A PUBLIC policy thinktank is calling on the National Telecommunications Commission (NTC) to disclose the actual results and methodology of Dito Telecommunity’s second technical audit, stating that the audit results do not appear to reflect actual customer experiences.
“Instead of Dito, it is the NTC that should explain to the public the actual methodology and results of the second technical audit, because nothing in the audit hews closely to real-world results tested by actual users. We’d like to know which parallel universe these speed tests were taken.”
This was the statement of Terry Ridon, Infrawatch PH convenor, and former House Information and Communications Technology member.
Ridon said NTC’s disclosure of its technical audit methodology is critical to determine whether it has given Dito a fair or favorable shake during the audit.
“With a P25 billion performance bond on the line, Dito has too much at stake to fail in any audit. But certainly, the public would like to know whether the audit parameters had been crafted in a manner that accurately reflects real world performance. Because if not, the audit not only misleads the public, but it also misleads government.”
Ridon said the findings of third parties relating to Dito’s real-world performance should be taken into account.
“It is unacceptable for Dito executives to state that third party speed and reliable surveys might be based on tests ‘beyond the far points’ because the public expects fast and reliable speeds over a wide swath of service areas, and not just within the vicinities of specific towers. This kind of defense essentially compromises the accuracy of the technical audit.”
Ridon said based on a third-party report by a mobile data analyst, Dito’s download, upload and video experiences have declined over the course of several months, while other operators yielded fairly consistent results.
“NTC and Dito should clarify why the technical audit reported very reassuring results while third party reports show otherwise.”
Ridon said while declining speed and reliability results may reflect a widening customer base, it also reflects the limits of Dito’s current infrastructure to cater to more users in both the short and medium term.
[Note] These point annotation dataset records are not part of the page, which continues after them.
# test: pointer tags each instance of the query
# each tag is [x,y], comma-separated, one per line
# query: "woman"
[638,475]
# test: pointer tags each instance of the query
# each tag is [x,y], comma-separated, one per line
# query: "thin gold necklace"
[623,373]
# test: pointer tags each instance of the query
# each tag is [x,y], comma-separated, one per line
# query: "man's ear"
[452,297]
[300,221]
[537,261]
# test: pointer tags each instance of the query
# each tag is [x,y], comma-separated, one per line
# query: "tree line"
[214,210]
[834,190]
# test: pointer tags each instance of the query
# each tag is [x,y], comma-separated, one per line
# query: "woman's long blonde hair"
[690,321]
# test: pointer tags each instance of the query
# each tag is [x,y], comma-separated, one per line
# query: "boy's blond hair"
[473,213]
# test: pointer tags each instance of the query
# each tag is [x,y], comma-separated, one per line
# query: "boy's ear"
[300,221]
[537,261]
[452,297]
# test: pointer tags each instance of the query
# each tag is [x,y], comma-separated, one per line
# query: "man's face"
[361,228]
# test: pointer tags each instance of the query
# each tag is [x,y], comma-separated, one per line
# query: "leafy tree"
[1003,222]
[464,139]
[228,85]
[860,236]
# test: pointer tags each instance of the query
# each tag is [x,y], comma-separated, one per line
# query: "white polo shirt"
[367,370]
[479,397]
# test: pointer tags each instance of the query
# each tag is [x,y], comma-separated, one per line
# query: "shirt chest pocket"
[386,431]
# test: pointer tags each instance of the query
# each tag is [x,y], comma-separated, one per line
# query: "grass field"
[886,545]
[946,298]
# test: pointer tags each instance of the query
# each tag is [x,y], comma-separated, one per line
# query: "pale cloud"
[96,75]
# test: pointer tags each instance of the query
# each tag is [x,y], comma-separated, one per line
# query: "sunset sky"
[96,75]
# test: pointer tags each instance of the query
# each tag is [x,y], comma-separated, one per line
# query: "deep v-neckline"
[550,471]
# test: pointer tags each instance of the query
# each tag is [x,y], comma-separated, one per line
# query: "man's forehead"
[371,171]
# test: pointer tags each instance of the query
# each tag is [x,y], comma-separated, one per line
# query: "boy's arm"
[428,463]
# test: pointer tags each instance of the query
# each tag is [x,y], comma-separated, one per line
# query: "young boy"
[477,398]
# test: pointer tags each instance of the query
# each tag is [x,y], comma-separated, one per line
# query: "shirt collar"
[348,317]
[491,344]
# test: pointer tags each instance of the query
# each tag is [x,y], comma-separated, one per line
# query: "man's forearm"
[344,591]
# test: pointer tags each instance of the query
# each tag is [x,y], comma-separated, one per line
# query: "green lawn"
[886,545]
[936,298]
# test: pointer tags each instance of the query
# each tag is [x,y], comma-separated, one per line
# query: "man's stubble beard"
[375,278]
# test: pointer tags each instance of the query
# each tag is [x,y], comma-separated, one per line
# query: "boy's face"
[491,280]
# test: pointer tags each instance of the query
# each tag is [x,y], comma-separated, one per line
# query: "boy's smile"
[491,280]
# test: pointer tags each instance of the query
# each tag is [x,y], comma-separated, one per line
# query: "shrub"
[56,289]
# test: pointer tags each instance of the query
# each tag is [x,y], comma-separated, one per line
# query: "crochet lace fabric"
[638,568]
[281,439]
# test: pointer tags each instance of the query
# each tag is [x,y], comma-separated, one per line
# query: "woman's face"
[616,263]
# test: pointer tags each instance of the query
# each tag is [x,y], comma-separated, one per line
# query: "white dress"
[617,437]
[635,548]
“With a widening customer base and currently limited infrastructure, the public can certainly expect a poorer user experience than before. In fact, the question should be asked whether Dito’s current capacity is mostly organic, or merely piggybacked on the capacity of other operators. If it is the latter, it poses a risk not only to maintaining current capacity and reliability but also to Dito’s overall business.”
There were attempts to get the side of NTC Commissioner Gamaliel Cordoba but to no avail.